Billet proustien (8) : Des maîtresses de coureurs cyclistes

Marcel Proust (Wikimedia Commons)

Voici le moment de la Recherche où, sur la digue de Balbec, Marcel voit surgir un groupe de naïades insolentes qui retiendront durablement son attention. Elles sont belles, joyeuses, voyoutes. Qu’est-ce qui les rassemble ? La parenté de tempérament sans doute qui leur fait rejeter les filles de « genre antipathique ». Et cela fait du monde. Mais bien plus une appartenance sociale. Cela dit, de quelle classe peuvent bien être ? Là, le héros-narrateur patauge, sauf à les renvoyer à un développement physique digne de l’Antique :

« Peut-être aussi la classe à laquelle elles appartenaient et que je n’aurais pu préciser, était-elle à ce point de son évolution où, soit grâce à l’enrichissement et au loisir, soit grâce aux habitudes nouvelles de sport, répandues même dans certains milieux populaires, et d’une culture physique à laquelle ne s’est pas encore ajoutée celle de l’intelligence, un milieu social pareil aux écoles de sculpture harmonieuses et fécondes. »

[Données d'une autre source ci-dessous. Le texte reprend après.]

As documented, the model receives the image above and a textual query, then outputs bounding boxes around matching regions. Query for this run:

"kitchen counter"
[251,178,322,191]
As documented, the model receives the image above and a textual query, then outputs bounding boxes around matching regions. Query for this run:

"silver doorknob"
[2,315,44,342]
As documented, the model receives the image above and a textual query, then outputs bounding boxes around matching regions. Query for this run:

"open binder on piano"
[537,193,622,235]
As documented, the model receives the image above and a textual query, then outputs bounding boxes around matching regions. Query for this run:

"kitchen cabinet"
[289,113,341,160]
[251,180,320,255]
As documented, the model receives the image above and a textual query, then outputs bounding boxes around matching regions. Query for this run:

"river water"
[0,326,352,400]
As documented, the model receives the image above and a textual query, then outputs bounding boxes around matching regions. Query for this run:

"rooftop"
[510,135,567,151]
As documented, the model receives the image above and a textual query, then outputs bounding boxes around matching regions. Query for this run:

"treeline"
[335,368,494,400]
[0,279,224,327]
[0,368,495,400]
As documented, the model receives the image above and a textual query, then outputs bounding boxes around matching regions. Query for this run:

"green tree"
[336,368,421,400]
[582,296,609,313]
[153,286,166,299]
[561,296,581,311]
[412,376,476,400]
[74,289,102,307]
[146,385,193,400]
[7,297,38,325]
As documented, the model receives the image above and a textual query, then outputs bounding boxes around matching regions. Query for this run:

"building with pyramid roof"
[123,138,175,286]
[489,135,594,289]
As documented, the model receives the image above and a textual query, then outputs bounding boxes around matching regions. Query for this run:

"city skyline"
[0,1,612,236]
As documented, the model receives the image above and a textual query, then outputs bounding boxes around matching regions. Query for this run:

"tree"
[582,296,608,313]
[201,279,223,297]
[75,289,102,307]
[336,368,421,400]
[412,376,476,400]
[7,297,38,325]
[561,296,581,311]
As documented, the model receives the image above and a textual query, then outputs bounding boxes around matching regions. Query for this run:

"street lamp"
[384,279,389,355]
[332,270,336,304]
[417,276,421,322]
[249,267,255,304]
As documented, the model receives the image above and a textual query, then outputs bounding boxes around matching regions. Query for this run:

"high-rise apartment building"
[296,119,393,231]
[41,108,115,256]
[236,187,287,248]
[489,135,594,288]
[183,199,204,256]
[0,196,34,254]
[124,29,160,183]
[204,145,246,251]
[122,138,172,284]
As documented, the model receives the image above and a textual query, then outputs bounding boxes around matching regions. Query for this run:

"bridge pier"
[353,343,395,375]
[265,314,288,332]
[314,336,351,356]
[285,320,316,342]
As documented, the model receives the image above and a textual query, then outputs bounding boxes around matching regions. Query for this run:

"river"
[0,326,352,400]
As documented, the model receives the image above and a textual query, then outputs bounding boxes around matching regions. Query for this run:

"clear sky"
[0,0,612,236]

Qui a donc pu produire ces « beaux corps aux belles jambes, aux belles hanches, aux visages sains et reposés, avec un air d’agilité et de ruse ». Comme on voit, le vieil Ulysse n’est pas loin non plus que les champions d’aujourd’hui. Mais cela ne suffit pas à classer ces filles dont le héros s’approche et qu’il individualise peu à peu. L’une d’elles va pourtant le mettre sur la voie. Elle n’est autre que l’Albertine Simonet que le roman rendra sous peu célèbre :

« Une fille aux yeux brillants, rieurs, aux grosses joues mates, sous un « polo » noir, enfoncé sur sa tête, qui poussait une bicyclette avec un dandinement de hanches si dégingandé, en employant des termes d’argot si voyous et criés si fort, quand je passai auprès d’elle. »

Polo, vélo, argot : c’est toute Albertine qui est là et qui, parlant de « vivre sa vie » comme ferait une adolescente d’aujourd’hui va cependant égarer le pronostic du narrateur :

« Je conclus plutôt que toutes ces filles appartenaient à la population qui fréquente les vélodromes, et devaient être les très jeunes maîtresses de coureurs cyclistes. En tous cas, dans aucune de mes suppositions, ne figurait celle qu’elles eussent pu être vertueuses. »

Ces cyclistes populaires mériteraient a coup sûr de rejoindre les électriciens de notre précédent billet. Comme quoi le peuple de Proust n’est pas fait que de domestiques et de garçons d’ascenseur.

Marcel Proust, À l’ombre des jeunes filles en fleurs, Folio, p. 356-57 et 358-59.